My noble assistant, Christina, will be embarrassed by this article, but so be it.
People tell me they like to receive this newsletter. They tell me it is informative and fun to read. And a large part of making it fun to read are the pictures that Christina selects to illustrate my words.
Frankly, a lot of you—the men, probably—aren’t reading this brilliantly written copy right now anyway. You’re looking at Christina’s picture. I’ve momentarily lost you.
Ahem! Your attention, please!
Your inattention proves my point. A well-selected illustration or photograph not only gives a focal point but enhances the copy.
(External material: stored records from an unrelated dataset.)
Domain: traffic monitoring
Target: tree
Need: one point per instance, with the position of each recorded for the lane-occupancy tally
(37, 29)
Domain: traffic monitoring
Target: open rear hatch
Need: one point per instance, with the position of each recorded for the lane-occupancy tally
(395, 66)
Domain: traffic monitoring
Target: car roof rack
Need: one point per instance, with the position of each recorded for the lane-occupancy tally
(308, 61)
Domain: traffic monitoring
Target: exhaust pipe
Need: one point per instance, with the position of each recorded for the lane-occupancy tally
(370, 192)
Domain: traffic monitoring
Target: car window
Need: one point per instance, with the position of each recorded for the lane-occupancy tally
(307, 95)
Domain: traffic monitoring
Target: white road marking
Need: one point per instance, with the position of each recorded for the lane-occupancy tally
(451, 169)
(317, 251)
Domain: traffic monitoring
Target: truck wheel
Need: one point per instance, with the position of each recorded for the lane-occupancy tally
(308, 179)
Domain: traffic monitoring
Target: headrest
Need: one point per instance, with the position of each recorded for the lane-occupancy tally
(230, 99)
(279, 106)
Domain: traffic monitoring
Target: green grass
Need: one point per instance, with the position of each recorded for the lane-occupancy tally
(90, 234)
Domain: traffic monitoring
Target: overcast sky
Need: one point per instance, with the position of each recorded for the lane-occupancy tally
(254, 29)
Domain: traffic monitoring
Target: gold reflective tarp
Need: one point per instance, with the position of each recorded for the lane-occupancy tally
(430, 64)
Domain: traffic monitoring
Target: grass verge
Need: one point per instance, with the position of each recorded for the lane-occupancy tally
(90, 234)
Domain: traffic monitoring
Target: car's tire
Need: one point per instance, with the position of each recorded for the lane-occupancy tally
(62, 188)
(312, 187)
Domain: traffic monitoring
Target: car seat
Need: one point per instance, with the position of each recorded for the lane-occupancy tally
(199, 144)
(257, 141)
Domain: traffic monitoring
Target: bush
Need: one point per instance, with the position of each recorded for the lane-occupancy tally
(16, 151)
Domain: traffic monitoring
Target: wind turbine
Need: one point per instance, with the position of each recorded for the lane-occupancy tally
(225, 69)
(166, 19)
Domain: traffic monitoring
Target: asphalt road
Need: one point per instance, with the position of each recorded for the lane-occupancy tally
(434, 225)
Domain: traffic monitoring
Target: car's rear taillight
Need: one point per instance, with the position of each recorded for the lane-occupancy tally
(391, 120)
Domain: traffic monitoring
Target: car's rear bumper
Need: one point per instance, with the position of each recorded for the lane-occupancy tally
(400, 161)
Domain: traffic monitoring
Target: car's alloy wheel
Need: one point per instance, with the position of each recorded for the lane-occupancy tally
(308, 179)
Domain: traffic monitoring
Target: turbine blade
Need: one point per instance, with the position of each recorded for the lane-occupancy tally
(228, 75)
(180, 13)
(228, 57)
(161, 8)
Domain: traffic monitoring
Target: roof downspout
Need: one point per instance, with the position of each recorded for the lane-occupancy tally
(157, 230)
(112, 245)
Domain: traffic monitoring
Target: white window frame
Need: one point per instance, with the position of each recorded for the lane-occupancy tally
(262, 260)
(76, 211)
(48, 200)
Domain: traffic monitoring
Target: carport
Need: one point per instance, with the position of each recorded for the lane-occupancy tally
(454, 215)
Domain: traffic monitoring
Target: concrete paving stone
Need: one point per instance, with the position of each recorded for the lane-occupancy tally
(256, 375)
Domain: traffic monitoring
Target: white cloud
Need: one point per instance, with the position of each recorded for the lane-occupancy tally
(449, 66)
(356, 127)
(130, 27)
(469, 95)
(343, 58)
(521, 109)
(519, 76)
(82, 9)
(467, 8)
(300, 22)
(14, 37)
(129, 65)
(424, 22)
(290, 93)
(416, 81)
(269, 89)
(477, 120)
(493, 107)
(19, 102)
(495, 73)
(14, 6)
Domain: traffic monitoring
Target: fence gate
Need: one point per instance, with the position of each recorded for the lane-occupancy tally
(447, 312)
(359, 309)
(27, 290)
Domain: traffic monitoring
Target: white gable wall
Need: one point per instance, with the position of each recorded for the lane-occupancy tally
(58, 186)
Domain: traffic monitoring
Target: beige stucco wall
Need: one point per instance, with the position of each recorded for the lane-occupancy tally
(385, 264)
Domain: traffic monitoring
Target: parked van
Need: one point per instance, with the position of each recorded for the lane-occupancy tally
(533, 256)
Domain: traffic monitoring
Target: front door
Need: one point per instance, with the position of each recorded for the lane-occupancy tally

Illustrations are to articles what the musical interludes are to all-info radio. They give the mind a place to wander off to for a bit to consider the finer points of the previous conversation. They provide a place to mentally rest for a few microseconds. And in the case of the brilliant NPR musical interludes, they sometimes cause me to smile as I see the clever connection between the previous exchange and the carefully selected interlude.
Similarly, vigilant editors select pictures cautiously. They know that pictures can arouse anger … curiosity … humor … sympathy … shame … pride and a thousand other emotions. And they know that people who can’t read can be swayed by a picture. Editors need to be sure that the reaction to that illustration fits the tone of the article and the brand of the publication.
After all, dignified pictures enhance dignified copy. Think I’m kidding? What about that long-standing joke that you subscribe to Playboy for the articles! Come on. We all know better.
But sometimes contrast does work. The contrapuntal play between the dense, serious copy in The New Yorker and the offbeat cartoons that pepper its pages gives the magazine its reputation as an arbiter of sophisticated upscale humor. It’s even earned the magazine the right to publish several best-selling compendiums of their favorite cartoons of the last 50 years.
Not every picture/illustration is worth publishing. Take the oh-so-boooring ribbon cutting ceremony for instance. It’s an ego boost for participants, but that’s all. Here’s a better idea: send each participant a framed shot of the event with a handwritten “Thank you for your help. We couldn’t have done it without you.” Spare the rest of us.
Speaking of spare, keep illustrations simple. A complicated picture with a lot going on in it can be a distraction, not an enhancement. Crop out the off-message info. An illustration should be a perk for readers, not a puzzle pulling away from content.
Finally, when in doubt, ask. Get a second opinion. Let a dispassionate third party tell you if the picture works—or if it doesn’t. You can trust your wife, can’t you?
Common wisdom says a picture is worth a thousand words. It’s something everyone “knows,” but you’ll never know how hard it is to do until you try it. And that’s why someone like Christina is so important.
Thank you, Christina, for sharing your gentle, mid-western sensibility and for ensuring that the illustrations you select are saying only the right things about us.
Every organization should be so lucky.
That’s wrap. Another perfect photo finish.